A month or two later, she was in Atlantic City and says she was given another glass of red wine and felt "completely doped up again." Confused, Bowman somehow made it back to her room, but the next day Cosby summoned her to his suite. After she arrived, Bowman says, Cosby "threw me on the bed and braced his arm under my neck so I couldn't move my head, and he started trying to take his clothes off. I remember all the clinking of his belt buckle. And he was trying to take my pants down, and I was trying to keep them on." Bowman says that not long after she resisted the assault, Cosby cut off contact with her and had her escorted to the airport for a flight back to Denver.
To reiterate: This was in People magazine, published nationwide in December 2006. Four women said publicly, in major media outlets, that Bill Cosby had drugged and sexually assaulted them. This coverage was more recent and possibly more prominent that the coverage of the abuse allegations against Woody Allen.
And? Basically nobody wanted to live in a world where Bill Cosby was a sexual predator. It was too much to handle.
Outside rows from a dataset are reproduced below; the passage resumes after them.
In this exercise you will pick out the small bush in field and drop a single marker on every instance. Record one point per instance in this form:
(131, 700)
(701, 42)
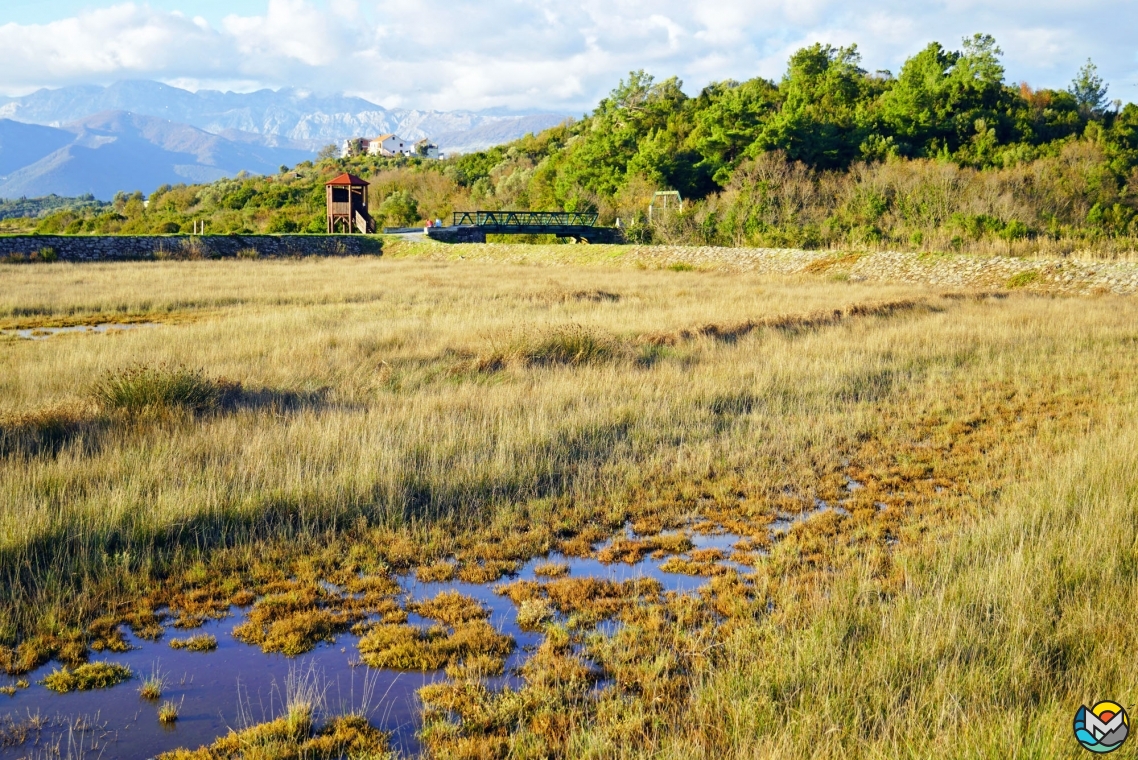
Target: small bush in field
(140, 387)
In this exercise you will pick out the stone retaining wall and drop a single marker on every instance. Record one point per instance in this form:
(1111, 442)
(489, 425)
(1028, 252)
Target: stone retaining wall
(101, 248)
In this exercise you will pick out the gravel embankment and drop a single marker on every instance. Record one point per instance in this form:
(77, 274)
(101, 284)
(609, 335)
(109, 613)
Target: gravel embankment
(1062, 275)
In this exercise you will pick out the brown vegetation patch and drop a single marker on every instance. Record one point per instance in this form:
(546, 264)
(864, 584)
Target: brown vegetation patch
(632, 551)
(450, 608)
(293, 737)
(203, 643)
(415, 647)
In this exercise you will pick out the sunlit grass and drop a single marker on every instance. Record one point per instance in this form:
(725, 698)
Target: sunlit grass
(454, 420)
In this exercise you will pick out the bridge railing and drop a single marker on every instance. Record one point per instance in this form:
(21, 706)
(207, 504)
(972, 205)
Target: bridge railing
(525, 219)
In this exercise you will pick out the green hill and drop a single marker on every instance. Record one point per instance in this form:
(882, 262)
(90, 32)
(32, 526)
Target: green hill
(943, 155)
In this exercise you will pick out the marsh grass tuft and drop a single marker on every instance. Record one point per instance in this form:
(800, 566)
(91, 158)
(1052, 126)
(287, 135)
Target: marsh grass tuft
(162, 387)
(200, 643)
(154, 685)
(170, 711)
(88, 676)
(47, 431)
(571, 345)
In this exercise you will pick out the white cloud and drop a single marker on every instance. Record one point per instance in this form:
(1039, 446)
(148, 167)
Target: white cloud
(541, 54)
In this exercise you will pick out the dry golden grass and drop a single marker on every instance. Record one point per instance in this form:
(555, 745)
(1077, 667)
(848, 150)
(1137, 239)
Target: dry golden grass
(458, 418)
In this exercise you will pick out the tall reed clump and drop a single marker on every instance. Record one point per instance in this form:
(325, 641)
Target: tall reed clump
(565, 345)
(164, 387)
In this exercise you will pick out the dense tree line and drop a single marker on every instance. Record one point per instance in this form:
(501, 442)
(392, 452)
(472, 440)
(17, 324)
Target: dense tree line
(943, 154)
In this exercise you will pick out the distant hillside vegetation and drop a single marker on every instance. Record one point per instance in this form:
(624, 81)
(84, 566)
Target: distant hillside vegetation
(945, 155)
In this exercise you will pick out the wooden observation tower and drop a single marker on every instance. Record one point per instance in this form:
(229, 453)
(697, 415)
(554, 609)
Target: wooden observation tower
(347, 206)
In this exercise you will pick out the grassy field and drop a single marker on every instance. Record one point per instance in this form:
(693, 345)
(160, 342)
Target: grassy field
(296, 421)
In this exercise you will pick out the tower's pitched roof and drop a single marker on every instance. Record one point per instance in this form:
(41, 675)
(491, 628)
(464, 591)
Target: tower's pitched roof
(347, 179)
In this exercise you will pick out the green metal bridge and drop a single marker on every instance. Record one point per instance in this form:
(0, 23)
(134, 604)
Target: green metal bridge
(473, 226)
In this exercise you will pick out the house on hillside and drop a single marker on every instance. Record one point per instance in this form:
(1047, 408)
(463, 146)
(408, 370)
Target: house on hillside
(390, 145)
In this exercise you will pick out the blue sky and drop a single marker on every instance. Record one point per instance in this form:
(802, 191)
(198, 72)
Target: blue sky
(558, 55)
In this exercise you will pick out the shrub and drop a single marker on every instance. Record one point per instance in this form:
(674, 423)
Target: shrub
(88, 676)
(203, 643)
(138, 388)
(167, 712)
(569, 345)
(1022, 279)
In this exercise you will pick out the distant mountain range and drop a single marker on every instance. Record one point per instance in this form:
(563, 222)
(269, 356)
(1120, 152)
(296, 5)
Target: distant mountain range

The original Philadelphia Magazine story set off his accusers' testimony in italicized interludes, between long sections about the more digestible controversies around Cosby's lecture tour denouncing black cultural pathology. The usually unflinching Ta-Nehisi Coates, in an otherwise comprehensive 2008 Atlantic essay on the context and politics of Cosby's performance as a public moral scold, dropped a sentence about the lawsuit settlement and its accompanying accusations into parentheses near the end.
Conceptually, it was the sensible way to deal with it. No one was talking about it anymore. The whole thing had been, and it remained, something walled off from our collective understanding of Bill Cosby.
With shocking speed, it was effectively forgotten. When the subject came up today, more than half the Gawker staff had no memory of any sexual allegations against Bill Cosby. In 2009, Cosby was awarded the Mark Twain Prize for his distinguished achievements in humor. In 2010, he was honored with the Marian Anderson Award, for "critically acclaimed artists who have impacted society in a positive way, either through their work or their support for an important cause." In 2011, the Marian Anderson Award went to Mia Farrow.